Society
When it's right to charge the insane
Published 19 January 2004
Observations on mental illness and the law
In last week's NS, Nick Cohen quite rightly drew attention to the latest, and so far the most dangerous, erosion of due process yet to be proposed in this country: the preventive detention of people believed by "experts" to be dangerous. The government would thereby be able to claim that it was firm in its struggle against violent crime, while being able at the same time to displace the blame for any rise in such crime on the "experts" who failed to predict each individual instance of it.
But Cohen missed an important reason for the government's enthusiasm for pre-emption, and that is the failure of the police and the Crown Prosecution Service seriously to enforce the law as it stands, with all its safeguards for the accused.
Many of the crimes, even very serious ones, committed by psychiatric patients go unrecorded because the police or the CPS simply refuse to prosecute them on the grounds that the perpetrator was, as they say, "psychiatric". They pretend to believe that if a person is under psychiatric treatment, or ought to be under such treatment, the law does not allow them to bring charges and to prosecute. In reality, they want to avoid filling in the forms and doing all the work that bringing a charge and prosecution entail. Anything from theft to arson and attempted murder is often simply disregarded by the police and the CPS, and thereby goes without any legal trace. They say in their defence that the Home Office has issued circulars to discourage them from prosecuting the psychiatrically ill.
In fact, the law permits the prosecution of the psychiatrically ill who, if the court is satisfied that they did the act of which they are accused, are then liable to detention and treatment in psychiatric hospital under a section of the Mental Health Act. There is nothing at all inhumane in this, rather the reverse, and nothing whatever, except incompetence, stupidity and laziness, to prevent or prohibit the prosecution of the mentally ill.

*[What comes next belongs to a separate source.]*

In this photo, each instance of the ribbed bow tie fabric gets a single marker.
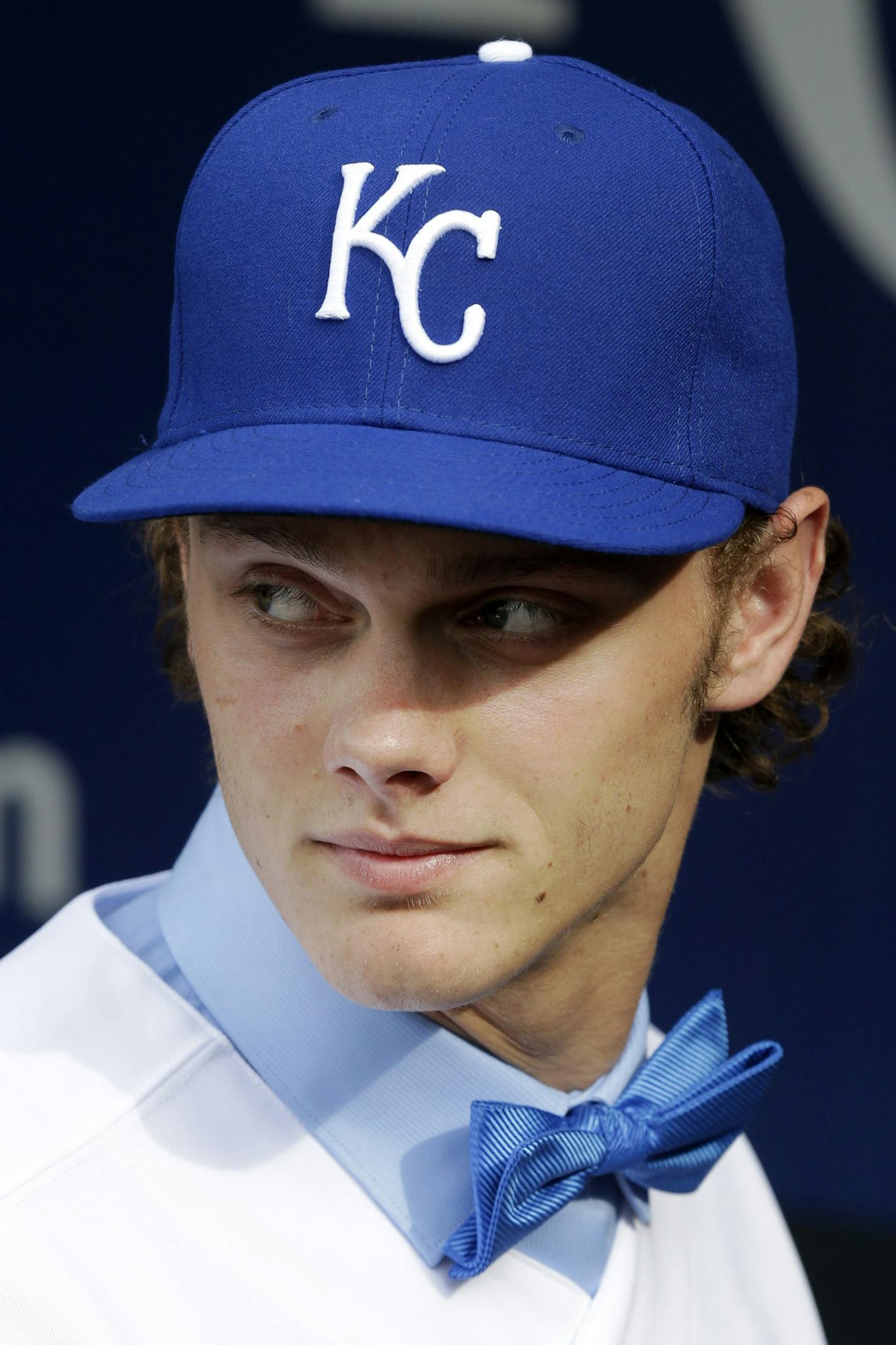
(677, 1117)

Only last week, I had a discussion with a member of the CID about a man who had committed a very serious offence while psychotic. He had committed many such offences before. He was held temporarily in prison, but - said the CID man - the CPS was refusing to prosecute because he was mad. The failure to prosecute meant that, in practice, he would be released straight on to the street from prison, still mad, and likely to commit an even worse crime. In this particular case, similar to many others I have known, only prosecution would have secured the treatment the man obviously needed and established a legally admissible record. Someone may yet be killed because of the CPS's frivolity.

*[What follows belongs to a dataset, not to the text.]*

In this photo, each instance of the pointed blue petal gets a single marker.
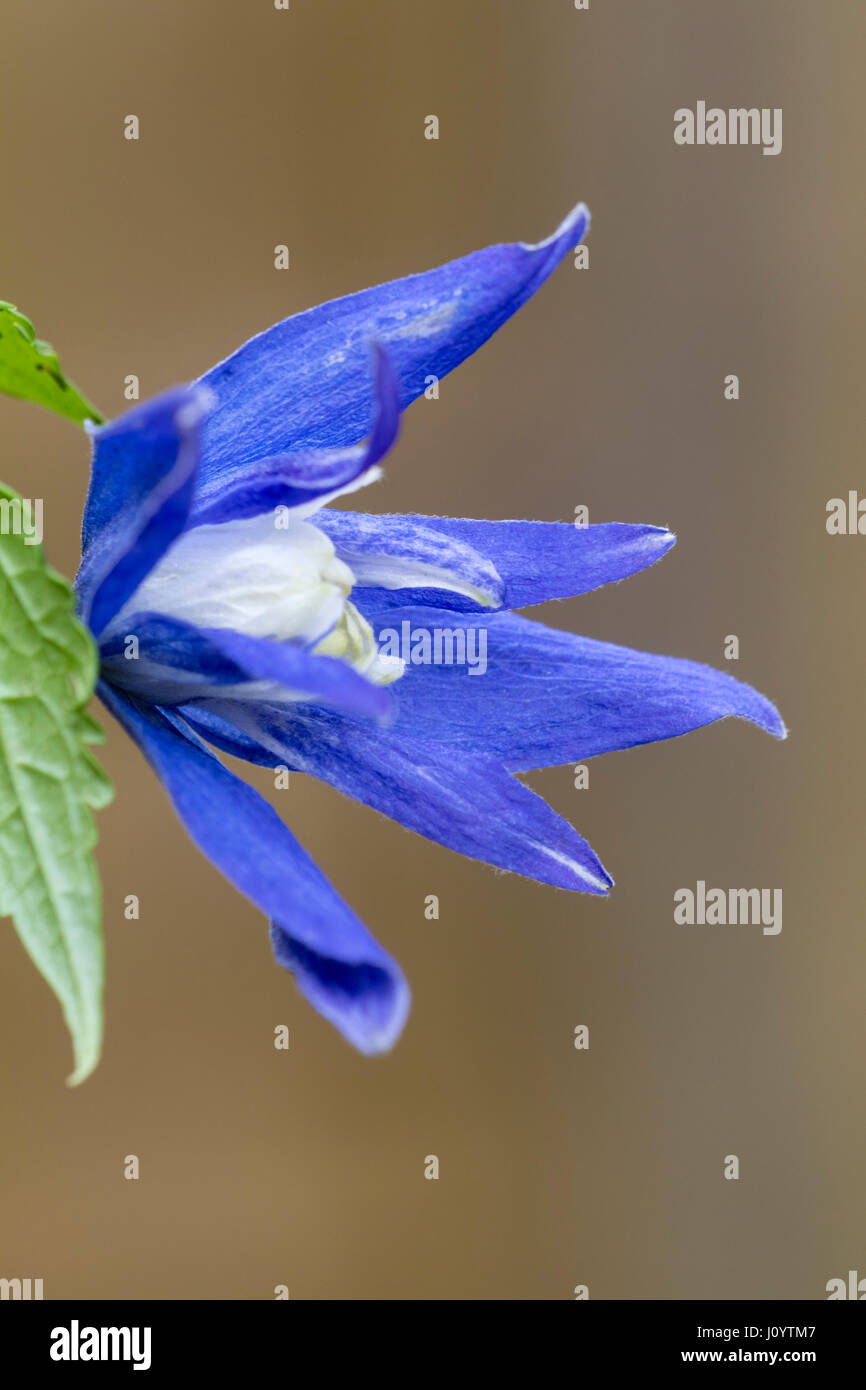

It is not only psychiatric cases that escape proper prosecution. For example, two non-psychiatric patients at the hospital in which I work attacked a nurse and a consultant respectively, but nothing was done about it, and they went on within a short time to commit brutal murders.
It is cases such as these (all too numerous, as the inhabitants of any of our inner cities will tell you) that fuel calls for pre-emptive action. Instead of taking seriously what people have done, we start speculating on what they might do, in the hope that draconian prediction will compensate for inaction about the past. As so often these days, we have got things exactly the wrong way round, and thereby erode our heritage of due process.